The simulation device may start fusing from a first frame of historical navigation data within the target time period according to a chronological order. The local map of each frame of the plurality of robots may or may not have interactions. When the simulation device performs a map fusion, local maps of the plurality of frames may be fused according to a preset fusion algorithm to obtain the global map of each frame. The global map is a complete map that is continuous in space, and the global map includes the local map of each robot.

Exemplarily, the fusion algorithm includes but not limited to a weighted average, a maximum likelihood estimation, Bayesian filtering, etc. The simulation device obtains the global map of each frame through the map fusion.

When the poses of the plurality of robots are fused, it is necessary to take the first target robot as the ego perspective, and the pose and time of the first target robot as an initial state or reference, to determine the poses of the other robots with respect to the first target robot at a same time, where the poses of the other robots with respect to the first target robot are poses of the other robots in the global map.

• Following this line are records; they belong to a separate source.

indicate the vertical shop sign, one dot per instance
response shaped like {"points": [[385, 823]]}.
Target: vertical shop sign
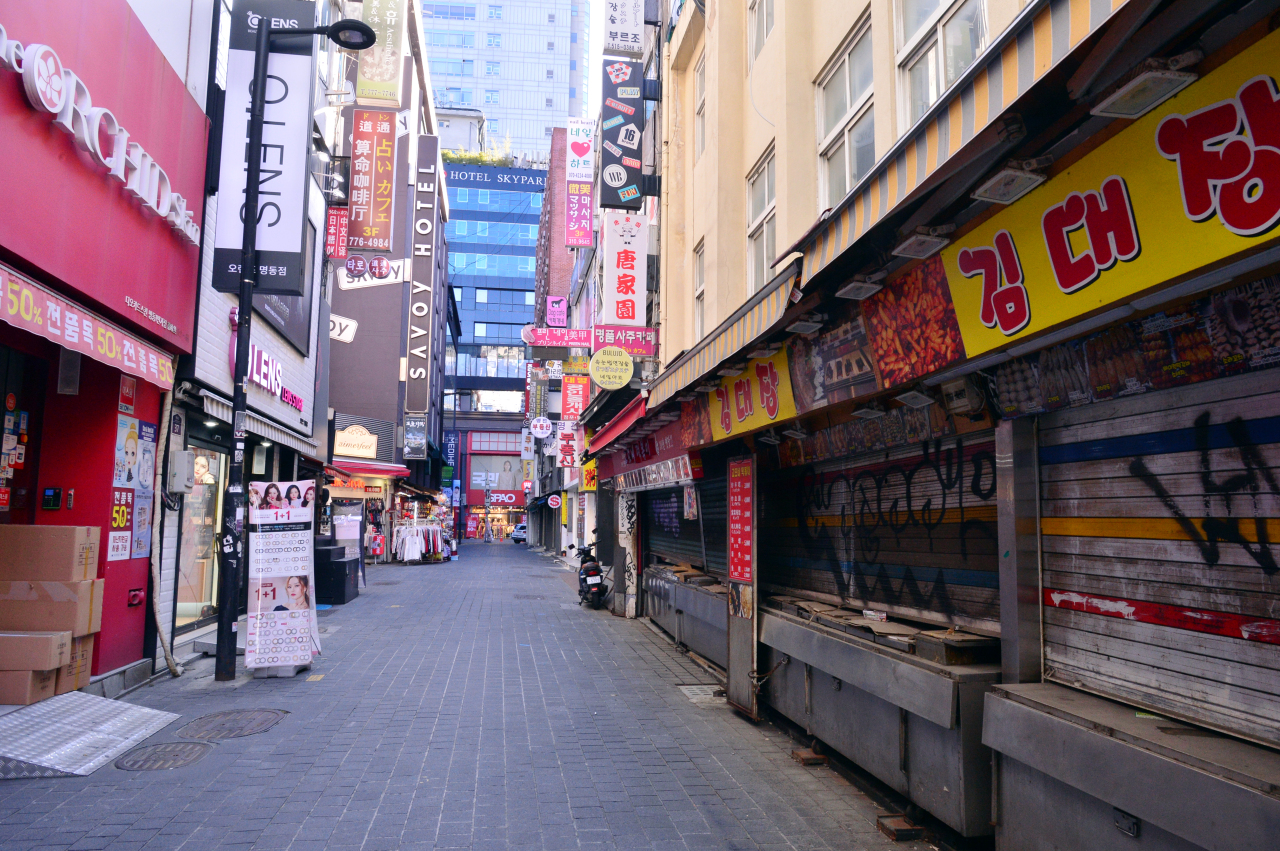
{"points": [[417, 393], [336, 233], [579, 172], [575, 393], [132, 484], [741, 524], [378, 79], [624, 27], [286, 145], [622, 122], [282, 604], [373, 181], [626, 268]]}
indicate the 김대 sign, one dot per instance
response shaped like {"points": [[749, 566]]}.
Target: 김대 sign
{"points": [[626, 266], [282, 213], [1191, 183]]}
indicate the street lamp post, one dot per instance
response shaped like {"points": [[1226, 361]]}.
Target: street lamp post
{"points": [[352, 35]]}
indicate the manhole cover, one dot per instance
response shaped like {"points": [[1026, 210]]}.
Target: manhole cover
{"points": [[232, 723], [158, 758]]}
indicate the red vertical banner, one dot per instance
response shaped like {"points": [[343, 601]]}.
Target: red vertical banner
{"points": [[741, 520], [373, 181]]}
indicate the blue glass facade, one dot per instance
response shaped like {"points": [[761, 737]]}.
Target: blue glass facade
{"points": [[493, 238]]}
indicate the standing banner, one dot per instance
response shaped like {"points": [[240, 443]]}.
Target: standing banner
{"points": [[421, 294], [378, 79], [282, 206], [626, 269], [579, 172], [621, 128], [282, 607], [741, 585]]}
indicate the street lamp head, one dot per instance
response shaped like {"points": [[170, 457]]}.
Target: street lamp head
{"points": [[352, 35]]}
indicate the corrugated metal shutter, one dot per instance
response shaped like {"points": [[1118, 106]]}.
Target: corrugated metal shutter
{"points": [[1161, 532], [908, 530]]}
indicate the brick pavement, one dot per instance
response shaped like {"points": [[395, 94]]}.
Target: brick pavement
{"points": [[465, 705]]}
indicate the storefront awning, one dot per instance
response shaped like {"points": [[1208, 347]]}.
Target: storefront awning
{"points": [[750, 321], [618, 425], [1041, 36], [375, 469]]}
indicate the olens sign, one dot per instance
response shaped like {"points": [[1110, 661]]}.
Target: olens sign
{"points": [[115, 195]]}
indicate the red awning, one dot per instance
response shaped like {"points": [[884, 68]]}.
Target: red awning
{"points": [[374, 469], [618, 425]]}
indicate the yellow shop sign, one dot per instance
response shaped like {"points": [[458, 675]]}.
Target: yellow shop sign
{"points": [[759, 397], [1191, 183]]}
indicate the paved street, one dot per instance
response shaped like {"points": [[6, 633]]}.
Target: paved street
{"points": [[466, 705]]}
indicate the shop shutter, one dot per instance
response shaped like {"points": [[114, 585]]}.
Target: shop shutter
{"points": [[909, 530], [1160, 520]]}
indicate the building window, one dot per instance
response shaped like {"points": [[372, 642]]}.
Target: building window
{"points": [[762, 23], [448, 12], [700, 108], [940, 41], [848, 123], [760, 234]]}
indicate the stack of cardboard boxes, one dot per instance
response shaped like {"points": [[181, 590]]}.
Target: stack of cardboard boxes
{"points": [[50, 609]]}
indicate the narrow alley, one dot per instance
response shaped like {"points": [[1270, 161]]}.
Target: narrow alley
{"points": [[464, 705]]}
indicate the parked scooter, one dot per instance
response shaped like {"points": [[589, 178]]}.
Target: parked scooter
{"points": [[590, 580]]}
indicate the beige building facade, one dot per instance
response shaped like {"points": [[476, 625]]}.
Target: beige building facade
{"points": [[772, 114]]}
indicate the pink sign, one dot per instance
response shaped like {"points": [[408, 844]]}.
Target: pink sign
{"points": [[638, 342], [33, 309], [558, 337], [577, 215]]}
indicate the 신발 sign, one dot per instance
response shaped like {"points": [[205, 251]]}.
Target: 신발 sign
{"points": [[1188, 184]]}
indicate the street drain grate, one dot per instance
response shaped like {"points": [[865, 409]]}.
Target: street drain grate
{"points": [[704, 695], [158, 758], [232, 723]]}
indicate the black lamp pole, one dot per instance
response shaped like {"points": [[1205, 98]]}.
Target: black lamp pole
{"points": [[352, 35]]}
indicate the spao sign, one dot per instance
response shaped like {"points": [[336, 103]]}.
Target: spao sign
{"points": [[58, 91]]}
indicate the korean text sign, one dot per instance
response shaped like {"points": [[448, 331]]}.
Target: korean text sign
{"points": [[373, 181], [1191, 183], [626, 268], [741, 520]]}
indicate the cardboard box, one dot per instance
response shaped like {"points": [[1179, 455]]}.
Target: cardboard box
{"points": [[74, 675], [24, 687], [35, 650], [51, 605], [49, 553]]}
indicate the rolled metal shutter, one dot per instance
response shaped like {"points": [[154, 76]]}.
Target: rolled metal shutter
{"points": [[1160, 521]]}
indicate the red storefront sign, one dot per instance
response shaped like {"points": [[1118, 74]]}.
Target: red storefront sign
{"points": [[117, 223], [336, 233], [373, 179], [636, 342], [741, 520]]}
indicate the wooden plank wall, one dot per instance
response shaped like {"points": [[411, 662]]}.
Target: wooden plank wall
{"points": [[908, 530], [1160, 516]]}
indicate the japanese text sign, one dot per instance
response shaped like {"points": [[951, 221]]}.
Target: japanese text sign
{"points": [[638, 342], [622, 120], [741, 520], [336, 233], [1191, 183], [378, 81], [373, 181], [626, 266], [759, 397], [27, 305], [624, 27]]}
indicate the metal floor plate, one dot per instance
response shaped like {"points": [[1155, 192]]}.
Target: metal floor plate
{"points": [[232, 723], [73, 733], [158, 758]]}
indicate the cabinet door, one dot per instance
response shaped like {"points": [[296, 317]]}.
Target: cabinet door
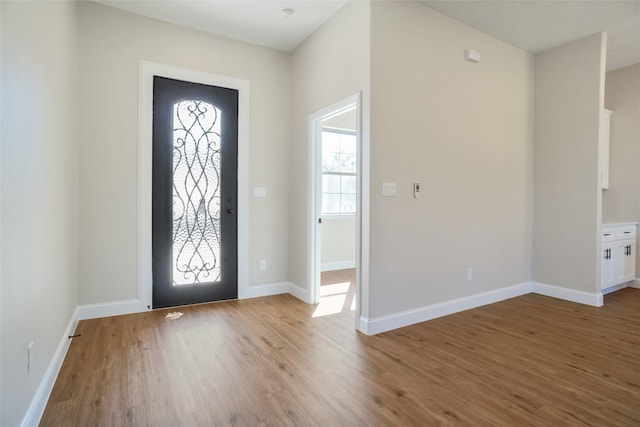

A layout map of each robot may contain some dynamic obstacles that change in real time. The dynamic obstacles are relative to static obstacles. For example, for a robot, pedestrians, animals, and vehicles in a local map are dynamic obstacles, while walls, doors, pillars, and furniture in the local map are static obstacles. The dynamic obstacles are mobile, so positions of the dynamic obstacles in the global map of each frame after the map fusion change dynamically, while positions of the static obstacles are fixed.

Through the map fusion and the robot pose fusion, a change in the global map by taking any robot as the ego perspective within any number of frames starting from any time point covered by the navigation log data, and a change in state of the robot itself, may be obtained.

S104, perform a multi-agent navigation in the multi-agent environment to execute a multi-agent task.

In an application scenario, the multi-agent environment is used to simulate and evaluate a new navigation policy, which is also called a new navigation algorithm. Exemplarily, the new navigation policy is used to replace a historical navigation policy of the target agent corresponding to a second target robot in the plurality of robots, agents corresponding to the plurality of robots are used to infer in the multi-agent environment to obtain an inference result, which includes the new navigation trajectory of the target agent and navigation trajectories of other agents. The historical navigation policy is a navigation policy used by the second target robot to generate the historical navigation data.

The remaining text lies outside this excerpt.